- Dutch bank ING sees Brexit uncertainties preventing a Bank of England rate hike.
- Lack of clarity over what kind of deal, if any, Britain and the EU will strike will prevent rates from rising.
- Markets expect the central bank to increase rates in November.
LONDON — The growing chance that the UK crashes out of the European Union without a trade deal may stop the Bank of England from hiking interest rates in the near future, according to research from Dutch bank ING.
Market expectations are that the bank will almost certainly raise its base interest from 0.25% to 0.5% when the key Monetary Policy Committee meets at the beginning of November, thanks largely to surging inflation in the UK since the vote to leave the EU last summer.
The policy dilemma facing Britain’s central bank when it comes to rates, is that it must balance surging inflation with the slowdown in the economy, dwindling consumer spending and declining inward investment.
With inflation hitting 3% last month, it seems more likely than ever before that the bank will see the see-saw tilting toward the inflation side of the argument, prompting a rate hike.

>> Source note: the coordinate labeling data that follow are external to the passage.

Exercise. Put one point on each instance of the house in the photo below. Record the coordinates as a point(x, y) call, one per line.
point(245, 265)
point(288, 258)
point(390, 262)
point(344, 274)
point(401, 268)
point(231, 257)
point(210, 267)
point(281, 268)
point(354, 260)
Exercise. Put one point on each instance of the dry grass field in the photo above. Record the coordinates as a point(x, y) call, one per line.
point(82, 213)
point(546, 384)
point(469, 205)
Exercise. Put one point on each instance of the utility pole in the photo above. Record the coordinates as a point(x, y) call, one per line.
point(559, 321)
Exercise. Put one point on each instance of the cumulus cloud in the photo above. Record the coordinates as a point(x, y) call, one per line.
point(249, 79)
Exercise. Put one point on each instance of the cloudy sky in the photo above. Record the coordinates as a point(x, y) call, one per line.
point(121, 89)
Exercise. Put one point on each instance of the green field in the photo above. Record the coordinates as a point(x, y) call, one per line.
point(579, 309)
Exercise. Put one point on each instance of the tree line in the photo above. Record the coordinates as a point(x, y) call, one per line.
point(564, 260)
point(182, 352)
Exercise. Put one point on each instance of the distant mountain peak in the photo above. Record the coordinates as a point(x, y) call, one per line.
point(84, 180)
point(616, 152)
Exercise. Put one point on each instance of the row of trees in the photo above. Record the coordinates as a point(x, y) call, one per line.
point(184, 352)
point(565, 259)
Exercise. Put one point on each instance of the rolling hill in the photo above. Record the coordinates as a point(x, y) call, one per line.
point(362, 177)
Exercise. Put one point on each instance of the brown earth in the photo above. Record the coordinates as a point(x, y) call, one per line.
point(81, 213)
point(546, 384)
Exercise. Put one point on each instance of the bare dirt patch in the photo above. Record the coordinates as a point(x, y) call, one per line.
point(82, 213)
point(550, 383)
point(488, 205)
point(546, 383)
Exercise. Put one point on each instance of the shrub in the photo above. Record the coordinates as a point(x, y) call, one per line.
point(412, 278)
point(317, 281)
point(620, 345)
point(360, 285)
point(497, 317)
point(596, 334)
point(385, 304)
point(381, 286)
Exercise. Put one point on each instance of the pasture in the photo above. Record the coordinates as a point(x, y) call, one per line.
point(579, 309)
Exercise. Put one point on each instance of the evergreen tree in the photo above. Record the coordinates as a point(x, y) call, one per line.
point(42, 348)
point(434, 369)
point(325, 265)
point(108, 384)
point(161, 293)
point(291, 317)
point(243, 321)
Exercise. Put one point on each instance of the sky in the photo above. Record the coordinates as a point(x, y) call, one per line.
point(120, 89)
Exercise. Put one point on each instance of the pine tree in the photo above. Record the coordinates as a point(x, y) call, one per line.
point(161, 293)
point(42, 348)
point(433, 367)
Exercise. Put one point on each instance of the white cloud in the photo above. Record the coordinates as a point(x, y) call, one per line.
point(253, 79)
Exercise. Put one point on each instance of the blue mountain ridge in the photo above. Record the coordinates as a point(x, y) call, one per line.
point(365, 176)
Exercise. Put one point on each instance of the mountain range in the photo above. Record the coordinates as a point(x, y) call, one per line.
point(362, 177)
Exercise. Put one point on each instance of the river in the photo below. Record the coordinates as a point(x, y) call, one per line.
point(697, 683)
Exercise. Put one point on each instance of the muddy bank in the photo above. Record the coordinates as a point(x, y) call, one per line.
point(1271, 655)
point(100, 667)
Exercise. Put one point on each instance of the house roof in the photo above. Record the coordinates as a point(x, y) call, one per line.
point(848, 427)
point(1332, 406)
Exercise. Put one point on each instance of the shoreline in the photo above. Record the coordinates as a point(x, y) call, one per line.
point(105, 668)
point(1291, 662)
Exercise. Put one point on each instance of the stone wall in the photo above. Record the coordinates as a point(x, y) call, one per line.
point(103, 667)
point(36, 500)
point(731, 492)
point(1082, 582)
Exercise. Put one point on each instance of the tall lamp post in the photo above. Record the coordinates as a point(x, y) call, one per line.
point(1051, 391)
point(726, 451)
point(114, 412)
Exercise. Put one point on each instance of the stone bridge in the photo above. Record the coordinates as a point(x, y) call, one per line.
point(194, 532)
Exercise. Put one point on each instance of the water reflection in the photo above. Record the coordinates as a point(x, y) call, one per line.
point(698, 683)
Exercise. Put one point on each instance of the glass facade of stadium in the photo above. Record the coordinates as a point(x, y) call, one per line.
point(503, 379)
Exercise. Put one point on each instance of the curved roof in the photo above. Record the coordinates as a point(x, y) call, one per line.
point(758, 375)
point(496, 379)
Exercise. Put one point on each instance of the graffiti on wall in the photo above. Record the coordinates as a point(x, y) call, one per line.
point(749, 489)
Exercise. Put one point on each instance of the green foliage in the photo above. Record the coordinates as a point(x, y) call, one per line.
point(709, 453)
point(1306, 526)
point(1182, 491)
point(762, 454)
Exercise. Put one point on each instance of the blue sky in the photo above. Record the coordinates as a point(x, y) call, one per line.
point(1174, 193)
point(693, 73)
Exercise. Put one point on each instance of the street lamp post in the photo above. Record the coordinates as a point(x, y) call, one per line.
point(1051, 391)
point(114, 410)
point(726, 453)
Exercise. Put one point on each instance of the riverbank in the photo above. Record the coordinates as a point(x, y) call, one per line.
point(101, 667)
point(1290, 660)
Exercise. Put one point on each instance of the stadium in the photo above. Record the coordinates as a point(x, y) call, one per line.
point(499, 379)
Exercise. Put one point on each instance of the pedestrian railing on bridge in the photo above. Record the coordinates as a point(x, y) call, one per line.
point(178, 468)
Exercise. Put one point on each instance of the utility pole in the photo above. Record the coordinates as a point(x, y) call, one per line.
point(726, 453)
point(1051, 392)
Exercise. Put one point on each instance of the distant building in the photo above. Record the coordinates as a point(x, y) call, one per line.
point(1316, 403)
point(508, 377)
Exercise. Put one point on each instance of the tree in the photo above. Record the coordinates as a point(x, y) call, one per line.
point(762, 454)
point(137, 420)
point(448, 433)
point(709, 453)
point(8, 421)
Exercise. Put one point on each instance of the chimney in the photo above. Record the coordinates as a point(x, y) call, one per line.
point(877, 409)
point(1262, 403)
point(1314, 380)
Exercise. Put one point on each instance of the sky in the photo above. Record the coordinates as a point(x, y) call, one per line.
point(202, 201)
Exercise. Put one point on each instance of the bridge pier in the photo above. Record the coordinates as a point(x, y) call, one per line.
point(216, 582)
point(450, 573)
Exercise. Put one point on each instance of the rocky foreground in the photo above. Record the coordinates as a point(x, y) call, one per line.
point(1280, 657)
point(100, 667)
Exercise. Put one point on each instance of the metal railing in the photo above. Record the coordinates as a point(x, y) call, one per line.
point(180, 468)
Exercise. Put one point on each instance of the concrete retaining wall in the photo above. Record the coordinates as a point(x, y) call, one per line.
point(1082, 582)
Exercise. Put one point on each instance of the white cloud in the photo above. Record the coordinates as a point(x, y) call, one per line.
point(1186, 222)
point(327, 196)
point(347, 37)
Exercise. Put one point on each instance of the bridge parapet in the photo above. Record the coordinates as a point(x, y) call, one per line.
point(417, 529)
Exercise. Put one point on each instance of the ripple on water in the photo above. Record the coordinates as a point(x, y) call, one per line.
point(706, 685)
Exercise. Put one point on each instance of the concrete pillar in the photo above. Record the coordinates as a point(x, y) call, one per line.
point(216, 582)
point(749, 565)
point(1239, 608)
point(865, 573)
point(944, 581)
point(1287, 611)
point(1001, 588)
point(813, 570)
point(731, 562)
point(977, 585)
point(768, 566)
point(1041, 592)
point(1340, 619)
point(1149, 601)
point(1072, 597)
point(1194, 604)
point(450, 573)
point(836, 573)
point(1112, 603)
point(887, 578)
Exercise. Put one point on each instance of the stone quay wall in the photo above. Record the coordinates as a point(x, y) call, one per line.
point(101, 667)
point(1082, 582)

ING economist James Smith, however, said that the uncertainty over whether or not an agreement can be reached over a transitional arrangement to smooth Britain’s path out of the bloc, will put the bank’s policymakers off any rate hike in the coming months.
“Given the number of open questions, not just on the transition, but on various Brexit issues, the Bank is likely to proceed cautiously until the picture becomes clearer,” Smith wrote in a blog on ING’s “Think” economic research portal.

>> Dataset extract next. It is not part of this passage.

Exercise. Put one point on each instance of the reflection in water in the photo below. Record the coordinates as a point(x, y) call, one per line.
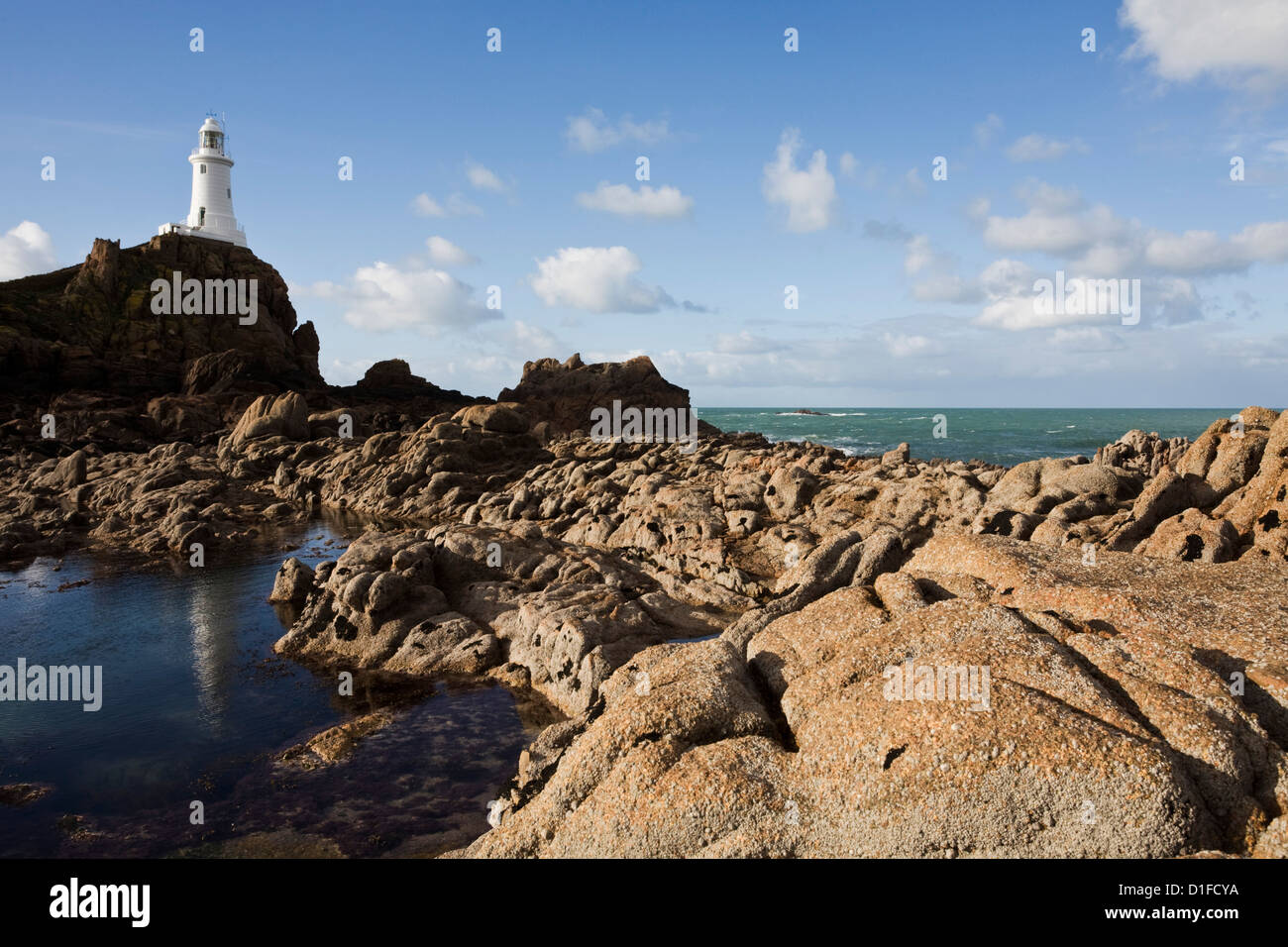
point(214, 646)
point(197, 706)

“At this stage, we feel that it is more likely than not that the Bank decides to stay hold through next year.”
Throughout 2017 the Bank of England has made clear in its communications that it is basing its economic scenarios on a situation whereby Brexit negotiations proceed smoothly.
The reality so far has been a little different. Last week the EU’s chief Brexit negotiator Michel Barnier said that talks between Britain and the bloc had reached a “deadlock.”
Both parties are struggling to agree on a financial settlement tied to Britain’s exit from the bloc, with the EU demanding a far greater sum than Britain is willing to pay at this point. That has led to something of an impasse in negotiations, with both sides saying that the ball is in the other’s court.
Prime Minister Theresa May has also repeatedly stressed her belief that “no deal is better than a bad deal” — leaving the door wide open for Britain to drop out of the EU without any formal arrangement in place. This is a scenario that is unlikely to be considered “smooth” by the BoE.
This week the Bank of England’s two newest policymakers — Silvana Tenreyro and Sir Dave Ramsden — made clear in separate appearances before the House of Commons Treasury Select Committee that they do not yet believe that the time has come to increase interest rates.